After lunch, we walked the streets, turning into a few shops here and there (I bought the boys more "Dirt Shirts"), and ending up at Ululani's Shave Ice -- our second shave ice experience. For me, the syrup was a bit too sweet, but Brenda raved about the mango, passion fruit, and coconut flavors.
Atlantis Submarines tour
Earlier in the day, we'd booked the Atlantis Submarines tour, something Cameron and Drew really wanted to do. (I should point out that their interest began after recently watching The Hunt for Red October and reading chapters out of Blind Man's Bluff.) I also wanted to do it, but the thought of diving below the surface made me a bit nervous. I'd never been in a submarine before -- not even the one in Disneyland, 'cause that freaked me out when I was little.

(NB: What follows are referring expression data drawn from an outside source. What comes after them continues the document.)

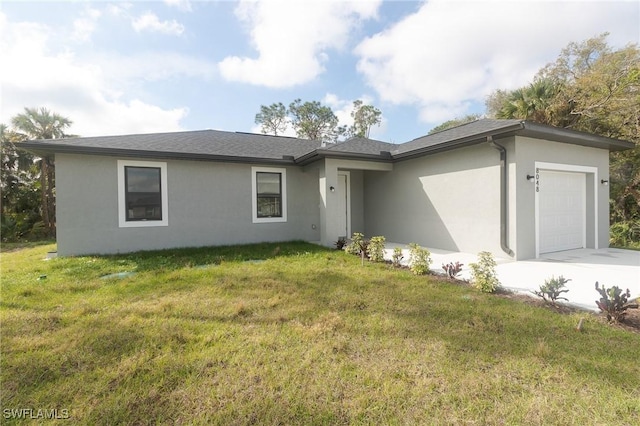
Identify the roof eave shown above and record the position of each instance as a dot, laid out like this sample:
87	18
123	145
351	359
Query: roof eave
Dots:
39	150
317	154
460	143
574	137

After we baked in the sun at the Atlantis dock, we took a boat out to the submarine. When we arrived at the dive site, the submarine was still submerged. As corny as the "chatter" was between the surface and the sub, it was pretty impressive seeing the sub rise up from the blue waters.
We boarded the submarine, and then held onto the rails as we rocked in the waves. The current passengers disembarked from two hatches, bow and stern, and loaded onto the boat that we'd just left. After that, it was our turn to go below.
I had imagined feeling claustrophobia in the submarine, but I was pleasantly surprised by the spacious Atlantis cabin. There were two rows of seats facing large portals, so you sit back-to-back with fellow passengers in the other row.
Out the window all we could see was clear blue water and the hull of the support boat -- which I now saw was a catamaran. After we got the signal to dive (again, a bit corny), we dived to 100 feet until we saw the sandy ocean floor. The only sound in the cabin was the maneuvering thrusters -- no groans from the hull.
We soon learned that the ocean looked very different at 100 feet below the surface. The usual vibrant colors of fish, coral, and other sea life are muted. The guide (who sounded like Nicholas Cage over the PA) told us the light at this depth is in the ultraviolet part spectrum; in other words, the vibrant colors are all there, we just can't see them. He also showed us how this part of the spectrum changes the way your teeth look (pink for kids, orange for adults), as well as the color of your clothes.
After cruising around on the ocean floor for about 40 minutes, including stops at a deliberately sunken ship (the Carthaginian) and resting briefly on the sandy ocean floor at a max depth of 130 feet, we were given the green light to surface.
Even though the dive was a bit too rehearsed at times (there's a script that the guide follows, including funny sound effects, music, and pop culture references to Titanic and Sponge Bob), there's nothing quite like diving below the surface. And while it might not look the way you imagined it would, the real novelty is being that far under the water in a real submarine.
Cameron's review: "Can I come back every day and do this?"